Peu d’espèces de bruants ont osé traverser la saison froide dans ma région au fil des années. Le plus régulier est tout de même le Junco ardoisé (jusqu’à une quinzaine d’oiseaux certains hivers), suivi du Bruant hudsonien (aussi en petits groupes), du Bruant à gorge blanche et du Bruant chanteur. Le seul autre bruant a avoir hiverné dans la région que je couvre régulièrement est un Bruant familier que j’ai vu les 8 et 21 mars 2004 à La Pocatière. La date moyenne d’arrivée printanière dans la région étant le 20 avril, il est évident que cet oiseau avait réussi à hiverner incognito!
Curieusement, durant les sept hivers que nous avons passés aux Escoumins, les bruants hivernant y étaient nettement plus faciles à trouver qu’à La Pocatière. En janvier ou février, il n’était pas rare de voir un bruant apparaître subitement à une mangeoire pourtant inspectée régulièrement! Plus de bruants réussissent donc à hiverner en forêt sur la Côte Nord comme nous en avons été nous-mêmes témoins à plusieurs reprises. En effet, durant les journées les plus froides de janvier et février 1997, nous avons régulièrement observé jusqu’à sept Juncos ardoisés suivant les groupes de Bec-croisés bifasciés. Les juncos se nourrissaient des graines que les bec-croisés échappaient en fouillant dans les cônes de conifères! Et ces juncos redevenaient invisibles aussitôt que la température remontait!

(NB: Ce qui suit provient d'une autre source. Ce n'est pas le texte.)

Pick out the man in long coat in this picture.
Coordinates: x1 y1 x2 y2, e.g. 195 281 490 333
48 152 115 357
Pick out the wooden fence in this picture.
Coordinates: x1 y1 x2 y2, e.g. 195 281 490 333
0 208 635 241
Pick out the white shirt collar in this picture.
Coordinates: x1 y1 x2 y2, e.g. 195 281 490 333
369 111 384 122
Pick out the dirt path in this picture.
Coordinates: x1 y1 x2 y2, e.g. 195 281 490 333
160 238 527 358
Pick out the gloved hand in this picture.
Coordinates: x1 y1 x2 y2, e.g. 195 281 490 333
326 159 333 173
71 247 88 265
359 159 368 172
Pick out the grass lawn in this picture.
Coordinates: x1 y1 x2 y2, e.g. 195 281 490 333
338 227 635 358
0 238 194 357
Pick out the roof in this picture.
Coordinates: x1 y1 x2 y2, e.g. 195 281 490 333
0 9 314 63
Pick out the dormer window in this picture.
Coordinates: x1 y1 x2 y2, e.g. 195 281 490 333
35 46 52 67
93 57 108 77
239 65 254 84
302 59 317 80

Tout semble donc indiquer que le Junco ardoisé trouvé le 6 février et le Bruant à gorge blanche vu samedi dernier étaient présents sur place depuis un certain temps. Malgré nos recherches (et nos plaintes que l’hiver 2010-11 est sans surprise chez les oiseaux), il est évident que certaines de ces petites bêtes à plumes continuent quand même à nous déjouer.